For further reading, I highly recommend the following resources:
- How jQuery works
- Getting started with jQuery
- The tutorials under the Help menu within the Inkscape application. They are far more comprehensive than anything I have found online,
- Mark Pilgrim’s freakin’ awesome Dive into HTML 5
- The reference guide for jQuery SVG
- Brad Neuberg’s awesome video introduction to HTML 5
- If you’ve got the time, the comprehensive SVG Primer by David Dailey



Nice writeup!
Comment by Brad Neuberg — December 17, 2009 @ 5:42 am
Great tutorial, keep up the great work!
Comment by KChristophD — December 17, 2009 @ 11:05 am
[...] Comparing HTML 5 Canvas and SVG [...]
Pingback by Tutorial III: Digging into Inkscape « Karma Project Learn.Teach.Everything — December 18, 2009 @ 3:34 am
[...] This article,Comparing HTML 5 Canvas and SVG [...]

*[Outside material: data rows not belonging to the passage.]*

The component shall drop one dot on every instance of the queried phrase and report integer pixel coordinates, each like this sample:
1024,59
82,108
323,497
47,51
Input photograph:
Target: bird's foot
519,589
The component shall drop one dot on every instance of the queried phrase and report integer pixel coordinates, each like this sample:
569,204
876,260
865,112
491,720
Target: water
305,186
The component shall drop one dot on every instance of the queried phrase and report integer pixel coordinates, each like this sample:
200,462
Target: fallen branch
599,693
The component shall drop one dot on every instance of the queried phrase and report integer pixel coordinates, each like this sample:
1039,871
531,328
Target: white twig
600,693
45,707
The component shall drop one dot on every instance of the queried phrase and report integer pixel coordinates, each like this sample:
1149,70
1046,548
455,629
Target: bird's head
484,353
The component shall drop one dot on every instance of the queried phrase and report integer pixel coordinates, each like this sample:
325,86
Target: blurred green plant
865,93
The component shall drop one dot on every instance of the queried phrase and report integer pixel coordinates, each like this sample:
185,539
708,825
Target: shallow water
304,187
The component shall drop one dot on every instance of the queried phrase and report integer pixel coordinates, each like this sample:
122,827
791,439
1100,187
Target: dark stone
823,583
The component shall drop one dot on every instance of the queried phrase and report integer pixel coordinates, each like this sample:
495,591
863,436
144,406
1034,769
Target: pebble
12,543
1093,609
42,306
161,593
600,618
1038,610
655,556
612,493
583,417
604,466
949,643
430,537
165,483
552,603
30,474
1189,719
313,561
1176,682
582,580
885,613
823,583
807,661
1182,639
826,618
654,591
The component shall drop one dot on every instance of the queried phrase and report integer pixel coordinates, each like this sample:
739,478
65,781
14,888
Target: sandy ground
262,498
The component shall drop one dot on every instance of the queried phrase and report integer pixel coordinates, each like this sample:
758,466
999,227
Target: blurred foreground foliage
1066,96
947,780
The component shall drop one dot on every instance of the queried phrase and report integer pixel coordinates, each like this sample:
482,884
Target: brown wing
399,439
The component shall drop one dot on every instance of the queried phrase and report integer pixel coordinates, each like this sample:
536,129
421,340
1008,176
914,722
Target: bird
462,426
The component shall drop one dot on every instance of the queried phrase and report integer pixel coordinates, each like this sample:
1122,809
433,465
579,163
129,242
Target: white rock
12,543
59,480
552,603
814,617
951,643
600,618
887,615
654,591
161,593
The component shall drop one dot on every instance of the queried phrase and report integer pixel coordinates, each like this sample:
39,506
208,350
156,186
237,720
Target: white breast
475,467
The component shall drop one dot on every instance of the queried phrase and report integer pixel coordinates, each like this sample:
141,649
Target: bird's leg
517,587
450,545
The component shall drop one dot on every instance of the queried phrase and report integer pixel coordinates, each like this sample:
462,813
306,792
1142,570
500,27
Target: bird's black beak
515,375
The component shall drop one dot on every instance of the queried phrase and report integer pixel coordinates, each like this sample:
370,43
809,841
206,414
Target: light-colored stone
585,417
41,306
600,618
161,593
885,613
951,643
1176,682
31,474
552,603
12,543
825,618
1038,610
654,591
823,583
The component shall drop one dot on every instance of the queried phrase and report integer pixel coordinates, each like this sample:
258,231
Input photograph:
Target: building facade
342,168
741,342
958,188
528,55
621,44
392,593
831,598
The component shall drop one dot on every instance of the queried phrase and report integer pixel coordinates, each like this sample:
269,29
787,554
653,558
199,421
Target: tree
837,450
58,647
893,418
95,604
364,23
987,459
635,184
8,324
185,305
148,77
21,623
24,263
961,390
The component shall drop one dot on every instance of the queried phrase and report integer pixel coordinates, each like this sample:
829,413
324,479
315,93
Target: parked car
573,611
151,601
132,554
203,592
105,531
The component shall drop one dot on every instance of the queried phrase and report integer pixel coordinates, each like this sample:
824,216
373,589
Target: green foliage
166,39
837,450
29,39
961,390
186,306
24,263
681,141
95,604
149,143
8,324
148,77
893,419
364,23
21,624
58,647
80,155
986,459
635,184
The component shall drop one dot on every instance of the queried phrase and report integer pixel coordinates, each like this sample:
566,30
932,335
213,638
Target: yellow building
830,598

Pingback by Tutorial IV: The Adventure Continues – JavaScript and SVG « Karma Project Learn.Teach.Everything — December 18, 2009 @ 3:36 am
[...] This article,Comparing HTML 5 Canvas and SVG [...]
Pingback by Karma version 0.2 Released « Karma Project Learn.Teach.Everything — December 20, 2009 @ 4:23 pm
“With canvas, you have to manually write the code to draw the image entirely with javascript code and then frequently redraw large portions of it.“
Not entirely true. Opacity (http://likethought.com/opacity/) has the ability to export a javascript function to draw a vector image in a canvas. While SVG support is much more widespread, it is at least possible to use the same kind of workflow for canvas based animation.
Comment by Paul — December 23, 2009 @ 7:29 am
tks Paul,
What advantage do you gain by drawing a vector image in canvas? Is it faster overrall? Have you used this approach?